Figure 3 description
The Arithmetical Hierarchy figure is two vertical parallel lines each has five points with the bottommost one unlabeled; there is a vertical ellipse above the top. The left line’s labeled points are, from bottom to top, \(\Sigma^0_1\) through \(\Sigma^0_4\). The right line’s labeled points are, from bottom to top, \(\Pi^0_1\) through \(\Pi^0_4\). Eatch point on the left is connected to the points on the right that are above and below it (e.g., \(\Sigma^0_1\) is connected to the bottom unlabeled point on the right and to \(\Pi^0_2\)). Each of the intersections is also labeled and from bottom to top they are:
- \(\Delta^0_1 = \textrm{computable sets}\) for the intersection of the lines from unlabeled to \(\Pi^0_1\) and from \(\Sigma^0_1\) to unlabeled.

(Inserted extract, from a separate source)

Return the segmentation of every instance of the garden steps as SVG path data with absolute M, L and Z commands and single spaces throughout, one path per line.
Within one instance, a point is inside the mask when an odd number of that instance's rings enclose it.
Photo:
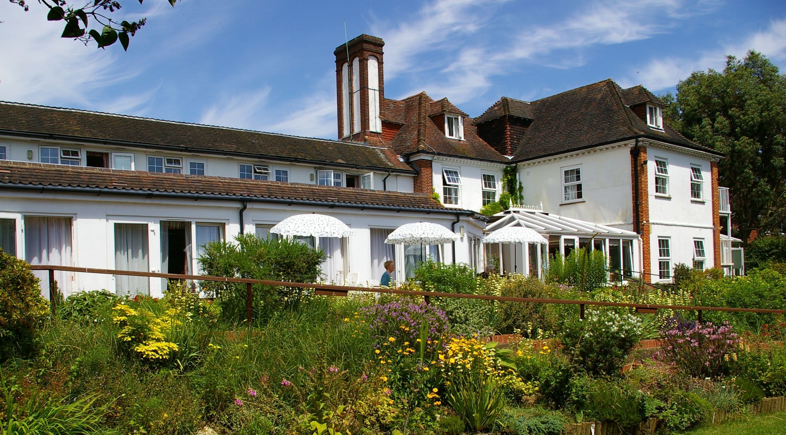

- \(\Delta^0_2 = \textrm{sets} \le_T \emptyset'\) for the intersection of the lines from \(\Sigma^0_1\) to \(\Pi^0_2\) and \(\Sigma^0_2\) to \(\Pi^0_1\)
- \(\Delta^0_3 = \textrm{sets} \le_T \emptyset''\) for the intersection of the lines from \(\Sigma^0_2\) to \(\Pi^0_3\) and \(\Sigma^0_3\) to \(\Pi^0_2\)
- \(\Delta^0_4 = \textrm{sets} \le_T \emptyset'''\) for the intersection of the lines from \(\Sigma^0_3\) to \(\Pi^0_4\) and \(\Sigma^0_4\) to \(\Pi^0_3\)
On the left line between the unlabeled bottom point and \(\Sigma^0_1\) is the label \(K \equiv_m \emptyset' =\) c.e. sets. Also on the left line between \(\Sigma^0_1\) and \(\Sigma^0_2\) is the label \(\textit{FIN} \equiv_m \emptyset''\).
On the right line between the unlabeled bottom point and \(\Pi^0_1\) is the label = co-c.e. sets \(\overline{K} \equiv_m \overline{\emptyset'}\). Also on the right line between \(\Pi^0_1\) and \(\Pi^0_2\) is the label \(\textit{TOT} \equiv_m \overline{\emptyset''}\).